A Proposed Workflow to Robustly Analyze Bacterial Transcripts in RNAseq Data from Extracellular Vesicles

This project was created to analyze bacterial (or non-human in general) transcripts from RNA-seq data. The project is organized as follows:

data/                                             | .fastq files (raw or processed and relevant) - The FASTQs used for the project are available.
database/                                         | Files necessary for database creation.
results/                                          | Directory where (1) profiling outputs and (2) results from the analysis are stored.
|
-- counts/                                        | It contains the number of reads mapped/unmapped in each iteration of the host-mapping and profiling process.
                                                    These files are generated by notebook `0_get_fastq_read_counts.ipynb` but require heavy profiling output files that cannot be stored. 
-- differencial_abundance/                        | Outcome of differential abundance analysis for each S and mode.
-- figures/                                       | Figures (most of the used in the paper).
-- merged_counts/                                 | Stats related to the normalization process.
-- profiling/                                     | Output of profiling for each mode, sample and profiler.
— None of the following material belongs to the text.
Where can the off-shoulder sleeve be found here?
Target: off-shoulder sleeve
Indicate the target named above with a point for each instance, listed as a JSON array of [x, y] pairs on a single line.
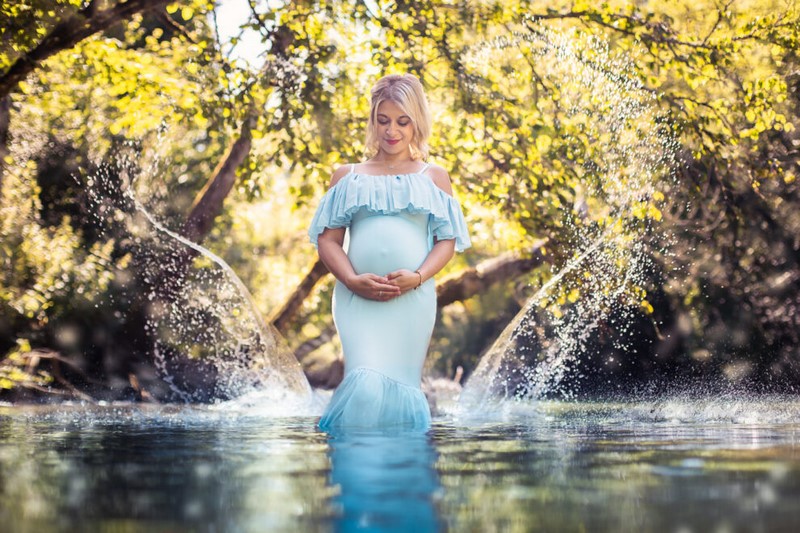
[[447, 222]]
The output is provided as TAXPASTA output for genus and species, plus additional txt files from the profiler.
-- summary/                                       | Count tables for each sample, mode, S and normalization combination.
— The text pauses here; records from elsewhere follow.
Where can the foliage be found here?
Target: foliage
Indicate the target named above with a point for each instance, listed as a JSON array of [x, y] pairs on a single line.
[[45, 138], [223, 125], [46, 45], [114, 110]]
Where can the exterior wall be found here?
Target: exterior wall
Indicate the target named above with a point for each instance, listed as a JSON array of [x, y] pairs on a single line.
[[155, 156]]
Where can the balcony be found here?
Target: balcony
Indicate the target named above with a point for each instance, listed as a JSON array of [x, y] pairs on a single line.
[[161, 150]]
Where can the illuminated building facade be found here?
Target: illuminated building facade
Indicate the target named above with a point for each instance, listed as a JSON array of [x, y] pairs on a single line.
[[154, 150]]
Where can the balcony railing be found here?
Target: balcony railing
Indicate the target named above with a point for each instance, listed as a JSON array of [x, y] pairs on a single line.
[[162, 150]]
src/                                              | Source files.
|                                               
-- version_2/                                     | This is the latest version.
|    |
|    -- install/                                  | Files to prepare the environment and run the profiling.
|    |   |
|    |   -- build_pys/                            | Python scripts to create the necessary file for the generation of profiler DBs.
|    |   -- run_profilers/                        | Functions used to run profilers.
|    |   -- X_*.sh                                | bash scripts to run all the profilers.
|    |   -- list_vars.sh                          | List of variables used for the rest of .sh files in the folder.
|    |   -- sample_processing_pipeline.sh         | This is the general sh file to run X_*.sh files from 0 to 2 (3 is excluded).
|    -- sh_funcs/                                 | Derivative bash functions.
|    -- table_artificial_taxid.csv                | File with all information to create the in silico sample.   
|    -- list_vars.py                              | List of variables used for the rest of .ipynb files.
|    -- X_*.ipynb                                 | Notebook files to run the analysis of the profiling.

How to Run the Profiling

1. Preparation

Clone the Repository:

git clone https://github.com/NanoNeuro/EV_taxprofiling.git
cd EV_taxprofiling/src/version_2/install

Set Up the Environment: Install necessary dependencies for the project. You can create a conda environment using the provided environment.yml file (if available) or install the necessary packages manually.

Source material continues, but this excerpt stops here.